# Wampum Shampoo & Show Rinse



## SammieMom (Nov 13, 2010)

I know nothing much about grooming but our breeder at nationals gave me a bottle of Wampum concentrated shampoo and Show rinse. I used them tonight on Sammie. His coat is like after the groomer. :aktion033: It has never come out this way when I bath him. 
You have to mix rinse solution with part cold and hot water then pour warm rinse over dog and towel dry. When I can get these results it's a good product. :thumbsup: thought I'd share. 
I found this website.
Show Rinse | Wampum Grooming Products


----------



## mysugarbears (Aug 13, 2007)

Kandis i'm so glad you had great results with Wampum, i had bought some last year and tried on the kids and i didn't feel like it cleaned them well at all, could be my water, i don't know. I was talking to Heidi (the one who created the Wampum line) of Wampum and followed her instructions to the letter) just didn't work for us, so i gave almost a full bottle of conditioner, shampoo and show rinse to Pat (Sassy's Mom) when we were at Nationals since she loves how well it works on Sassy. I had had high hopes for this shampoo and conditioner.


----------



## SammieMom (Nov 13, 2010)

Deb-I think it might not be as soapy as others, but maybe you could add more shampoo. You could still use the rinse though. If mine are real dirty I will use my tropic lean first then the wampum. It sure smells nice too doesn't it. Sammie's coat really needed a good product like this.


----------



## SammieMom (Nov 13, 2010)

I just noticed the website I posted in first post is not in English..??


----------



## mysugarbears (Aug 13, 2007)

SammieMom said:


> Deb-I think it might not be as soapy as others, but maybe you could add more shampoo. You could still use the rinse though. If mine are real dirty I will use my tropic lean first then the wampum. It sure smells nice too doesn't it. Sammie's coat really needed a good product like this.

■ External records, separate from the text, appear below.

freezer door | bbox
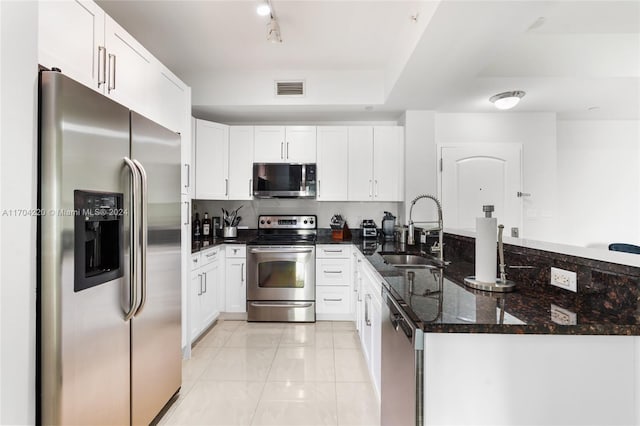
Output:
[131,112,182,425]
[38,72,130,425]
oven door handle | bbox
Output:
[249,247,313,254]
[251,302,313,308]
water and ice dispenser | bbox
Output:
[74,190,125,291]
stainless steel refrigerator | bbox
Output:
[38,71,182,425]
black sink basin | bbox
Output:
[381,253,444,268]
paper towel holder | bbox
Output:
[464,211,516,293]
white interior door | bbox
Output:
[438,143,522,235]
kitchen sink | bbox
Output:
[382,253,444,268]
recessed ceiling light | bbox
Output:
[489,90,525,109]
[527,16,547,31]
[256,1,271,16]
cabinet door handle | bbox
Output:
[98,46,107,89]
[364,294,371,327]
[107,53,116,93]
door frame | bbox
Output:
[436,141,525,238]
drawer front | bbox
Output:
[316,244,351,259]
[316,287,351,314]
[316,259,351,286]
[200,247,220,266]
[191,252,202,271]
[225,244,247,258]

Kandis, i added more shampoo and still do not feel clean, so i just gave it all away, rinse included. I've tried so many shampoo's and conditioners and i'm just going to stick with what works and stop trying to find the perfect product for my kids. I'm so happy that it's working so well for Sammie. I do like the Silk Spray Concentrate for Reese's coat since it tends to be a little on the dry side.


----------